Я считаю, что в национальных интересах России — стать демократической страной. Для достижения этой цели Россия обладает потенциалом, прежде всего, культурным и интеллектуальным. Она должна сотрудничать с другими демократиями, включая восточноевропейских соседей. Завоевать их дружбу будет сложной задачей, но культурные и личные взаимосвязи могут сделать ее решаемой. Для этого Россия должна признать право стран Восточной Европы не доверять ей. И, конечно, следует всячески избегать ставить их в положение, когда им придется выбирать между Россией и Западом. Какими бы ни были исторические прегрешения других стран, Россия несет львиную долю ответственности за те проблемы, которые существуют между ней и ее соседями, хотя бы потому, что они управлялись из Москвы, а не Россия управлялась из Киева, Таллина или Варшавы. Россия обязана взять на себя инициативу по мирному урегулированию этих вопросов. Я думаю, что это бы было единственным демократическим способом определения национальных интересов России «на ее границах». Политика президента Ельцина, по крайней мере, на протяжении части его правления исходила из такого понимания. <…>

Если Россия не вернет Крым Украине (что маловероятно), любые договоренности будут носить временный характер. Пока что рейтинг Путина растет. Но эффект от аннексии Крыма не будет длиться вечно. Попытается ли Путин вновь увеличить свою популярность за счет «маленькой победоносной войны»? Россия вряд ли прекратит дестабилизировать ситуацию на «своих границах». Украинский кризис, возможно, знаменует возникновение гораздо менее стабильного и предсказуемого мира, чем тот, в котором мы привыкли жить за последние десятилетия.

Российская агрессия против Украины решительно расходится с привычным ожиданием, что ведущие мировые державы будут следовать ответственному и предсказуемому политическому курсу, что даст возможность избежать серьезных военных конфликтов. Вот почему нынешний кризис, вне зависимости от того, каким будет его исход, уже привел к возникновению новой эпохи в международных отношениях. Сегодня мы не можем предсказать, где именно проходит «красная линия» для России и других авторитарных режимов, которые могут поддаться соблазну последовать ее примеру. Территориальная целостность, отказ от угрозы применения силы и другие принципы Хельсинкских соглашений 1975 года больше не являются неприкосновенными.
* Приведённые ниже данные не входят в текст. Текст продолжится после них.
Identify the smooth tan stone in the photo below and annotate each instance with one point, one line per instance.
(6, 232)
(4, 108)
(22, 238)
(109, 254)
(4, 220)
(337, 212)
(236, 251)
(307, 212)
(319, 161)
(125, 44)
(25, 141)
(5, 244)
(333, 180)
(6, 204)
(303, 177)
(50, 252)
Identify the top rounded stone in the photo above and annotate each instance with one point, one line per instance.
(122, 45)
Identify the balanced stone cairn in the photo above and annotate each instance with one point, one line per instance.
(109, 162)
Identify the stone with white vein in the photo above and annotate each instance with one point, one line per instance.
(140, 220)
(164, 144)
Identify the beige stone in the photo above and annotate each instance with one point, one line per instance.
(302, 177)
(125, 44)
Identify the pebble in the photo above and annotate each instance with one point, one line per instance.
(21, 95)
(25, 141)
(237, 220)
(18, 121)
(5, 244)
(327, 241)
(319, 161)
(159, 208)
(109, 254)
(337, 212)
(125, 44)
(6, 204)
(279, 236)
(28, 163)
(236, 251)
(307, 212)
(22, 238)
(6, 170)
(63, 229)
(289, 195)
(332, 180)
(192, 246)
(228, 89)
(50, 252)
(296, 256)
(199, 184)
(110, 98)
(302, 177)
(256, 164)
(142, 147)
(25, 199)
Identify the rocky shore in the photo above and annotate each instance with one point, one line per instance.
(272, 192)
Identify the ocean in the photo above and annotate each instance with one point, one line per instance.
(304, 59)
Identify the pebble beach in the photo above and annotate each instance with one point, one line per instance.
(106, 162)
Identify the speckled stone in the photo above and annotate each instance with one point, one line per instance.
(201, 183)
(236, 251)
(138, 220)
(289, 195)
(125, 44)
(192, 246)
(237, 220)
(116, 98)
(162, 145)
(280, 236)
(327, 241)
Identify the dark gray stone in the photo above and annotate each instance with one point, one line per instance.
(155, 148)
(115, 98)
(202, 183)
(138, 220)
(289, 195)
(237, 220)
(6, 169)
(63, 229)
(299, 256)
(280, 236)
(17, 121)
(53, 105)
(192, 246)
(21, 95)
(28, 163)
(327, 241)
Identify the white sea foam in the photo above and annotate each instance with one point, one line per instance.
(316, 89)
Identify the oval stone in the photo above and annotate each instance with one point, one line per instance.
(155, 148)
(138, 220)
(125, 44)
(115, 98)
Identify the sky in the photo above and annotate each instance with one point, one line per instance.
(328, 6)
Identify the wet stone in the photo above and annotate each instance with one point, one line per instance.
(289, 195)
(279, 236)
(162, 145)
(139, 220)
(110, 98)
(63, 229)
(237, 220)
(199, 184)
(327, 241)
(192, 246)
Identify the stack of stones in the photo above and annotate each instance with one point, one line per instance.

Это дестабилизирует всю систему международных отношений и ставит под сомнение многие практики, на которые мы полагались на протяжении десятилетий, включая принцип Never again! («Никогда больше!»), который сложился под влиянием трагического опыта Второй мировой войны и привел к политике разрядки, революции в области прав человека 1970-х годов и падению коммунизма. Сегодня, возможно, в первый раз со времен Карибского кризиса и во всяком случае со времен советского вторжения в Афганистан в 1979 году возникла реальная угроза мировой войны. <…>».